31.03.2015 - 31.03.2015
Our second day in Jaipur was a sightseeing day. We hired tuk tuks for the whole day to take us to all the major sights of the city. We started off with a ride to the Amber Fort, a 700 year old palace of the Kings of old. It is huge, and sprawling and very impressive. Jaipur used to be the Capitol City, because it's where the king lived, but 400 years ago, it was moved to Delhi, and no one has lived in the fort since. The red brick structure was just full of memories and history, and had so many hidden passageways, and tucked away rooms. Unfortunately, we were on a bit of time limit, so we weren't able to explore as much as we wanted, but even so, it was a incredible. The paint on the walls is the original colours from 700 years ago, the famous Mirror Palace, (the King's winter home) was breath taking. We could only imagine what it must have been like with the oil lamps reflecting in the thousands of hand placed mirrors. The King had 9 wives, so he built a square block with 3 apartments per side, with a secret passage running behind them all, so none of them would get jealous of each other as he went from room to room. As we walked around, we could almost imagine the rich curtains, lush materials and lavish furniture filling them. When we had taken enough photos, and learned enough history, we headed back to our tuk tuks (and personal drivers for the day, ours was called Samil, and was hilarious!!) and we set off for the Water Palace. This one we couldn't go in to, because it is in the middle of a lake. It was a brief stop, but it looked amazing, and made for yet more beautiful pictures.

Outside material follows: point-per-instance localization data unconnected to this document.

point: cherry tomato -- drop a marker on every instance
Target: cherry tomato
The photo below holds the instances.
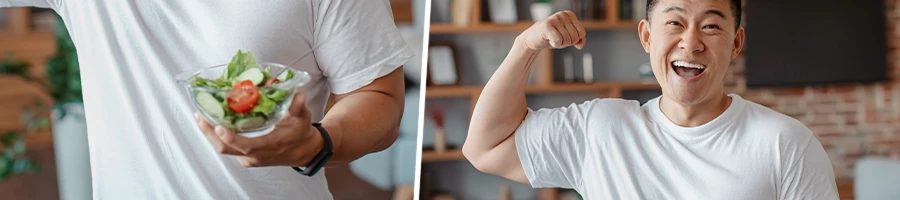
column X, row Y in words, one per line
column 243, row 97
column 271, row 82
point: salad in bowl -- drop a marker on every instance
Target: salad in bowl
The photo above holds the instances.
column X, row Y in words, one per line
column 244, row 95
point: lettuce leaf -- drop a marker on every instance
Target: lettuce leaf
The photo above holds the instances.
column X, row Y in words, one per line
column 239, row 62
column 264, row 106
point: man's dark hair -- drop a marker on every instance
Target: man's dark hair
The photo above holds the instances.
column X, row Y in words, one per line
column 735, row 9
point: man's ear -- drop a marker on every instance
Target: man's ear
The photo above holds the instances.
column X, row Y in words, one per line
column 644, row 34
column 738, row 42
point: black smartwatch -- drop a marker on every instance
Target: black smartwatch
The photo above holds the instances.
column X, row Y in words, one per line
column 324, row 155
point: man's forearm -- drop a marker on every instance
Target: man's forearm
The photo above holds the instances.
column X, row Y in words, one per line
column 364, row 122
column 501, row 106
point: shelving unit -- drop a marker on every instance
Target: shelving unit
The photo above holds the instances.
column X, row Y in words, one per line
column 543, row 81
column 27, row 43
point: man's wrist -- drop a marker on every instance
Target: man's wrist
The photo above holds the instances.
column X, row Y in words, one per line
column 317, row 143
column 523, row 47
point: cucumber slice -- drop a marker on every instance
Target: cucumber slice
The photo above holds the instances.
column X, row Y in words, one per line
column 284, row 76
column 209, row 104
column 249, row 123
column 253, row 74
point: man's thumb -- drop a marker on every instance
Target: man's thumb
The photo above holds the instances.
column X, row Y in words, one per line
column 298, row 106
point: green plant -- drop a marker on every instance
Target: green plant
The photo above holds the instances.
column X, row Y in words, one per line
column 63, row 84
column 12, row 159
column 63, row 71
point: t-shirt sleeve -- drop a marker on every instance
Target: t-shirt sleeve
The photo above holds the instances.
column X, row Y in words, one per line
column 806, row 170
column 33, row 3
column 360, row 43
column 551, row 145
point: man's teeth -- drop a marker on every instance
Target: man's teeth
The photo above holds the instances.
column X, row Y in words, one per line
column 688, row 65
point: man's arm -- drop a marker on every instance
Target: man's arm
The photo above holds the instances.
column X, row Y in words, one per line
column 490, row 145
column 366, row 120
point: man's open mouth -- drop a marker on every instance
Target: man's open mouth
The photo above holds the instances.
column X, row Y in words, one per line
column 686, row 69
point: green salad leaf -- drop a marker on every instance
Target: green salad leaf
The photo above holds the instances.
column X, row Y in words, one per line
column 269, row 98
column 240, row 62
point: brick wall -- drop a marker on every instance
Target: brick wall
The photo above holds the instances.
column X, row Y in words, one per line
column 851, row 120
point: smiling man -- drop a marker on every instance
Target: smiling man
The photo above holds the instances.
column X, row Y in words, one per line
column 693, row 142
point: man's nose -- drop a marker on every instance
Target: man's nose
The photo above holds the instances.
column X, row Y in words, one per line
column 690, row 41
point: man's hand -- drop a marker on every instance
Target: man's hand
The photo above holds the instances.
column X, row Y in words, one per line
column 557, row 31
column 293, row 142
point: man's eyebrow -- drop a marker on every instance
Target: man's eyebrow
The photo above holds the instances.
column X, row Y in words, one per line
column 674, row 8
column 715, row 12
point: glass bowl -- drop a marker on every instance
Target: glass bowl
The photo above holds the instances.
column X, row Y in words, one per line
column 235, row 121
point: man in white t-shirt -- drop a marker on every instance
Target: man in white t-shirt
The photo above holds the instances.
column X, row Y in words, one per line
column 144, row 139
column 693, row 142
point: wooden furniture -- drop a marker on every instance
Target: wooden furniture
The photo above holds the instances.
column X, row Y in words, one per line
column 35, row 46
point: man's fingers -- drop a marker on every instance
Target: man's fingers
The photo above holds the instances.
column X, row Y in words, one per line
column 298, row 106
column 559, row 23
column 552, row 35
column 210, row 135
column 575, row 29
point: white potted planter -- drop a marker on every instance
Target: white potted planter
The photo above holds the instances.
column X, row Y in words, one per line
column 541, row 9
column 73, row 166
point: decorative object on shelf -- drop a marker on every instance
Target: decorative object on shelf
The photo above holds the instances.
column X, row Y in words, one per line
column 440, row 136
column 461, row 12
column 541, row 9
column 587, row 63
column 568, row 67
column 442, row 68
column 503, row 11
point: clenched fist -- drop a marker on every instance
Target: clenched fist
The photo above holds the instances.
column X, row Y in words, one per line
column 557, row 31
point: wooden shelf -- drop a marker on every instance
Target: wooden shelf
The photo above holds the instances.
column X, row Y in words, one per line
column 449, row 155
column 520, row 26
column 465, row 91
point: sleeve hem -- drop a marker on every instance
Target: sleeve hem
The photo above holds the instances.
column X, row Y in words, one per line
column 366, row 76
column 522, row 149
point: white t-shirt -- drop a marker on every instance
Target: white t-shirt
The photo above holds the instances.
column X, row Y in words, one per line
column 618, row 149
column 144, row 142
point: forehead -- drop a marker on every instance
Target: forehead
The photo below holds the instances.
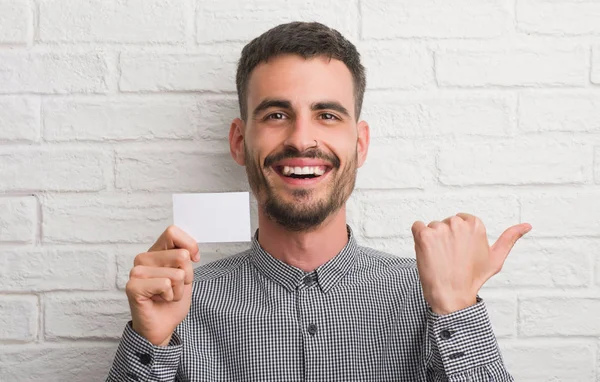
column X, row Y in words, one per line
column 301, row 81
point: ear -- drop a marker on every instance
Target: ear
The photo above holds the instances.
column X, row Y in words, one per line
column 236, row 141
column 362, row 146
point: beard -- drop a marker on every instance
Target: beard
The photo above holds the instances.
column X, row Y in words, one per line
column 303, row 213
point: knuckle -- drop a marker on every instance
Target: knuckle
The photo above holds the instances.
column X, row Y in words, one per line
column 455, row 221
column 139, row 259
column 183, row 255
column 179, row 275
column 129, row 288
column 425, row 235
column 171, row 231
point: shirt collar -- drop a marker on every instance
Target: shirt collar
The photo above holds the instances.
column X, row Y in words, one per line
column 327, row 275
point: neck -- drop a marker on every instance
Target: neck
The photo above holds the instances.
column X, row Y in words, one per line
column 304, row 250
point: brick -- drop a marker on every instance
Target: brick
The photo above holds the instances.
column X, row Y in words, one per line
column 15, row 22
column 596, row 65
column 563, row 316
column 558, row 17
column 130, row 21
column 573, row 112
column 49, row 73
column 430, row 18
column 85, row 316
column 18, row 318
column 56, row 362
column 549, row 360
column 120, row 119
column 393, row 165
column 177, row 72
column 577, row 213
column 19, row 118
column 516, row 163
column 106, row 218
column 514, row 67
column 208, row 254
column 178, row 171
column 18, row 219
column 54, row 169
column 216, row 115
column 385, row 216
column 46, row 269
column 426, row 115
column 547, row 263
column 502, row 310
column 253, row 17
column 391, row 65
column 597, row 270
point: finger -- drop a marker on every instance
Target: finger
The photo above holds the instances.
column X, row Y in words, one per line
column 176, row 276
column 173, row 258
column 146, row 289
column 417, row 227
column 175, row 237
column 507, row 240
column 434, row 224
column 466, row 217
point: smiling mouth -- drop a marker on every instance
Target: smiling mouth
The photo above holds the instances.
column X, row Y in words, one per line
column 305, row 172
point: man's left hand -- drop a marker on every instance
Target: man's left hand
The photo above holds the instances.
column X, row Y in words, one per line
column 454, row 259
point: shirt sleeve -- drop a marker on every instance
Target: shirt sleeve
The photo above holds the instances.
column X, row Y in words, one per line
column 138, row 360
column 464, row 347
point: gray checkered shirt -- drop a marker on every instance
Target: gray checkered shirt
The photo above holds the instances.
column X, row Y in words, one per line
column 359, row 317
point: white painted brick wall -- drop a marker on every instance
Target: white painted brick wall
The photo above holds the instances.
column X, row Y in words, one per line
column 108, row 106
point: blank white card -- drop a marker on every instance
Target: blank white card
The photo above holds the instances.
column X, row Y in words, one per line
column 213, row 217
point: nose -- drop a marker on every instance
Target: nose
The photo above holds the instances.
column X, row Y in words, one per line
column 302, row 135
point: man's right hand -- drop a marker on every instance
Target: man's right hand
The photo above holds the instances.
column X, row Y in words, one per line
column 159, row 289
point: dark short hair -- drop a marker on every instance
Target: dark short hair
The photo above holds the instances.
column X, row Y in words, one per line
column 304, row 39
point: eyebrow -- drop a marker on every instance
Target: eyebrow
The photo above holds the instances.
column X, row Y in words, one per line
column 268, row 103
column 284, row 104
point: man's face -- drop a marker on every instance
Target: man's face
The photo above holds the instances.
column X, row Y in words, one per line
column 301, row 143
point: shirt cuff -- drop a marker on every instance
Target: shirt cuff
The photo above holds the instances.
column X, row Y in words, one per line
column 137, row 359
column 462, row 340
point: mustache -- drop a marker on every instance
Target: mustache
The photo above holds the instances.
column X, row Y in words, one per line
column 291, row 153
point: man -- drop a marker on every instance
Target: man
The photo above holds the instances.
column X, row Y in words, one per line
column 305, row 302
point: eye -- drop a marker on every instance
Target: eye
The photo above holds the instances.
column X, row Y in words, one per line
column 328, row 116
column 276, row 116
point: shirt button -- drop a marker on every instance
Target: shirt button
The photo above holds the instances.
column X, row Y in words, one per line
column 310, row 280
column 145, row 359
column 445, row 334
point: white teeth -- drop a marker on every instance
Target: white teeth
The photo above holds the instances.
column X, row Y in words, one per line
column 306, row 170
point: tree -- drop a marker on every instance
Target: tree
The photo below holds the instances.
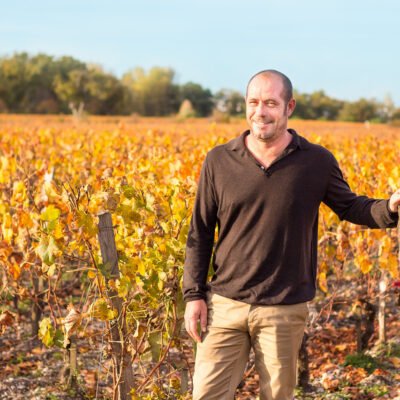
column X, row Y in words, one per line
column 153, row 93
column 201, row 99
column 361, row 110
column 316, row 105
column 91, row 87
column 230, row 101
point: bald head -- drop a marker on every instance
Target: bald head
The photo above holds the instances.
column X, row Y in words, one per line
column 287, row 93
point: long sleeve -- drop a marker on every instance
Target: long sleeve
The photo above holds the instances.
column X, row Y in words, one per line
column 361, row 210
column 200, row 238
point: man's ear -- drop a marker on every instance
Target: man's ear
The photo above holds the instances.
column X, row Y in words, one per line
column 291, row 106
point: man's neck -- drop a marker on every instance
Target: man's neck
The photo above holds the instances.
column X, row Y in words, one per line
column 266, row 152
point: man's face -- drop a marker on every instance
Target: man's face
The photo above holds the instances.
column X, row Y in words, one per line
column 266, row 109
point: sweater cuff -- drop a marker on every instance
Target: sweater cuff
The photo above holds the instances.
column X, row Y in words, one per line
column 393, row 215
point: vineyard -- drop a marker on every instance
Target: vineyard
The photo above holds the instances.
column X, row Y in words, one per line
column 75, row 325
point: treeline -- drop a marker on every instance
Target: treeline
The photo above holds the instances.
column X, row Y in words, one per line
column 48, row 85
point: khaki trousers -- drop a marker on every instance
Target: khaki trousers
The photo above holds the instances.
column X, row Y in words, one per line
column 274, row 332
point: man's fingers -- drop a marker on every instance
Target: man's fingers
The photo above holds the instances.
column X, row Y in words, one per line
column 195, row 310
column 191, row 328
column 203, row 320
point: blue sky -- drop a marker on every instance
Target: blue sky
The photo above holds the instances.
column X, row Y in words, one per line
column 347, row 48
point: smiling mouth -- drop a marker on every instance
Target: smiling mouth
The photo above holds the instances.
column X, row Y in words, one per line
column 261, row 123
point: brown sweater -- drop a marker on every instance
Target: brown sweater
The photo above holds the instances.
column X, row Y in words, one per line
column 267, row 219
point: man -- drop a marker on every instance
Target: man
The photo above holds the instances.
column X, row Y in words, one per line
column 263, row 191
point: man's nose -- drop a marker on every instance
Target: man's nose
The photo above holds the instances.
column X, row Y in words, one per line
column 260, row 109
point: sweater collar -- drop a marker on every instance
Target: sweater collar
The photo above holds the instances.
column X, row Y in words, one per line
column 297, row 141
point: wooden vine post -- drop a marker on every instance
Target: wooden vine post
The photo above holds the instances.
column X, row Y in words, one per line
column 382, row 307
column 118, row 330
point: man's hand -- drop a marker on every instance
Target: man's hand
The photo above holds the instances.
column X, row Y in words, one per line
column 195, row 310
column 394, row 201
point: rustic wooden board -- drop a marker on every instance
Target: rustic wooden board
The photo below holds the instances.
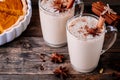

We then headed to lunch, as a group, before splitting up for the afternoon to see what sights we wanted to. My little group decided that we would go to a textile place first, where we were shown how they dye the materials first of all, all with natural colours. They were in the process of dying a couple of huge long lengths of material, one green - that deep rich emerald green, for which they use spinach, and one red - an edible, luscious, bright red, for which they use rose petals and a spice I can't remember. We were then shown the printing process. It hadn't occurred me to how much work went into block printing. For each design it takes at least 2 (usually up to about 6 or 7) blocks, all overlaid with different coloured paint, to create the final picture. It takes about 8 people a couple of weeks to finish off one roll of material! After this, he took us upstairs to see some of the finished products. He started with the most basic, lowest quality and price sheets and table cloths and worked his way up to the most expensive blankets and duvet covers. Our reactions were similar to that when watching fireworks...every new piece he brought out was met with a 'ooooh' or 'aaaah' or, on a couple of occasions, a ridiculously sharp intake of breath! Mainly when he was telling us about the next piece, which was a quilted blanket made out of scraps of old wedding dresses. As he unfurled it, the design was a huge patchwork elephant, made out of hundreds of different scraps of intricate lace sleeves, delicately patterned necklines, and bold waistlines. We were awestruck. They were beautiful! I could have spent all kinds money there, but luckily I resisted, seeing as my budget would not have stretched to that. Even if they were only £90 - a total steal for the amount of work in them.
After the girls had chosen their elephants (they weren't as strong willed as I was!!) we then left to go to a Monkey Temple. We hired a local guide, who was a young kid, straight out of Uni, trying to improve his English. There were monkeys everywhere, ranging from teeny tiny baby ones, to big, occasionally scary, adult ones. We learned the history of the temple, again, it was about 700 years old, and it is used as a sort of training camp for the Hindu version of young priests. A sort of monastery I guess. There are 3 natural swimming pools there too, one for men, one for women and one for the monkeys. People come to bathe to wash away their sins, or wrongdoings. I have to say, I wouldn't be too keen to jump in, the water wasn't exactly the cleanest!! After watching the young kids playing cricket in amongst the old temples, we were then given the opportunity to feed the monkeys! Of course I jumped at the chance! It's supposed to be good karma, so I thought why not!?! Luckily our guide was there to shoo away the big scary ones, so it was just the adorable baby ones eating out of our hands. Oh they were so cute!! I wanted to take them home with me! Ha!
After a long day of sightseeing we met up as a group again for dinner, to catch up on each other's afternoons activities. Then it was back to the hotel to pack for the next early start. Although I ended up sitting and chatting with Vikash, and a couple of the others from the group, one of whom I hadn't really spoken to much yet, until the wee small hours of the morning! It was nice to get to know them a little better, however sleepy I might have been the next day!